• Nearly 50 years after landmark civil rights marches throughout the region, deep, entrenched poverty still persists along racial lines.

  • From Birmingham to Selma, corps members are helping to prove that all kids can achieve at high levels, even those living in poverty.

About Alabama

The story of Alabama is a story of triumph. African Americans consistently and continually triumphed in the face of hundreds of years of actual and political violence perpetrated by their own government and their fellow citizens, ultimately reaching a point when their inalienable human rights were protected by the law. We serve in the shadow of these giants, often in the very same communities where their movement began and thrived. The most significant unfinished business from that era is equal access to an excellent education for their actual and spiritual grandchildren. Teach For America's charge is nothing short of ensuring this comes to pass, so that  in 2019, when we begin our third century as member of the Union, the story we are writing is that Alabama became the first state where every child can confidently say they are getting a transformational education.

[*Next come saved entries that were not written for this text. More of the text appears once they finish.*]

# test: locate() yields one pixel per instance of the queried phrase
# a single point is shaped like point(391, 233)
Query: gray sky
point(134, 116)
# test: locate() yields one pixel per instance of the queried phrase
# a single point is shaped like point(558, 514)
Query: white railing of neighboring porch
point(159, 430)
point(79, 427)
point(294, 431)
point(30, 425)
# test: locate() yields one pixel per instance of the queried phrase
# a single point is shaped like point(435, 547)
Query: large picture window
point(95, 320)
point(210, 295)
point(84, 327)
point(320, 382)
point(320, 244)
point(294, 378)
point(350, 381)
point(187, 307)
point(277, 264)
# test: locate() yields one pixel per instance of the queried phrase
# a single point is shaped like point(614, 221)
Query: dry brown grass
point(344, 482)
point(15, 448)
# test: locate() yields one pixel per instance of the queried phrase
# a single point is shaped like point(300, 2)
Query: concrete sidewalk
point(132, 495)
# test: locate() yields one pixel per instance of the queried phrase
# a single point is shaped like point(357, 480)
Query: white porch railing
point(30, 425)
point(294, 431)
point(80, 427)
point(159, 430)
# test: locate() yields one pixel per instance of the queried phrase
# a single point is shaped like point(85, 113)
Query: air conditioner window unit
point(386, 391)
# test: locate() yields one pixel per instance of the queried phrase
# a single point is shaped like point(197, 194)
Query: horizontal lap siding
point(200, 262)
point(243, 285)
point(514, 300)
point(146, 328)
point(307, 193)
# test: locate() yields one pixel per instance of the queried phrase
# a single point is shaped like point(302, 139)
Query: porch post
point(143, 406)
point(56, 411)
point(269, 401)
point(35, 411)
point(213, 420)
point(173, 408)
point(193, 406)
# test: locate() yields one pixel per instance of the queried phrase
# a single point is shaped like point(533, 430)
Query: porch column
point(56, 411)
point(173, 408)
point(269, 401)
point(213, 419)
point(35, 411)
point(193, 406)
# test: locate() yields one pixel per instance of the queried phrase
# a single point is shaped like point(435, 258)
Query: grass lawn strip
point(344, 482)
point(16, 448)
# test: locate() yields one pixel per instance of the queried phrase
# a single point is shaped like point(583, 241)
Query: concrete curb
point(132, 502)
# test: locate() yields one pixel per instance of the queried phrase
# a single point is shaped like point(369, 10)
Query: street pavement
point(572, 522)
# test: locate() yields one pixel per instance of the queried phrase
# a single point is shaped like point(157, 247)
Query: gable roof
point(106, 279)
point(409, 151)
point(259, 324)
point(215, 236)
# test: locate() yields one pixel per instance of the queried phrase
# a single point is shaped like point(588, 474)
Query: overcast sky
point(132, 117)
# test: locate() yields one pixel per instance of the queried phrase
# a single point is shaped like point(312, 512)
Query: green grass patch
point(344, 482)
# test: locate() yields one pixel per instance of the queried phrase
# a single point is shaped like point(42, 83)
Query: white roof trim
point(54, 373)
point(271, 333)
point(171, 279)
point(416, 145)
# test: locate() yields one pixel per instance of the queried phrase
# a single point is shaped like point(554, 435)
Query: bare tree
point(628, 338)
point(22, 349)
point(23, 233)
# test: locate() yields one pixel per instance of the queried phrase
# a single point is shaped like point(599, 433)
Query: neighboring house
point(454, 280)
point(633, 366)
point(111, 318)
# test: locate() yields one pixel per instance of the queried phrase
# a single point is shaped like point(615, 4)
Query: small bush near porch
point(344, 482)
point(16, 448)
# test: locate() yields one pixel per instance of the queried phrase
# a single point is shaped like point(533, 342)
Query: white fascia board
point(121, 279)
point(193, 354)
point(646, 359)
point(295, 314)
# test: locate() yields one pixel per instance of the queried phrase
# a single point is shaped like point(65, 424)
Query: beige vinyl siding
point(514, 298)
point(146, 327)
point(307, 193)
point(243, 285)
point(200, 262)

This was certainly part of the vision that the community members of the Black Belt had when they first sat down at Mustang Oil, a diner in rural Alabama, and decided to work to bring Teach For America to the state. Despite many obstacles, they were able to secure everything necessary to guarantee thirty teachers a place to work in Alabama’s Black Belt beginning in 2010. Since then, the Alabama region has rapidly expanded to 130 total teachers across the Black Belt and in four of our five largest urban areas. Our alumni are already taking on major policy roles statewide, becoming principals, and bringing AP classes, ACT prep, and college-level work and leadership opportunities to their schools, often for the first time. While we have a long way to go to build the movement necessary to see the transformational change our students deserve, we have maintained the grassroots spirit that first brought us here, and we are committed to partnering with our communities, joining their movement, ensuring the lasting impact we have is in empowering, and working with the leaders who have been dedicated to our students for decades.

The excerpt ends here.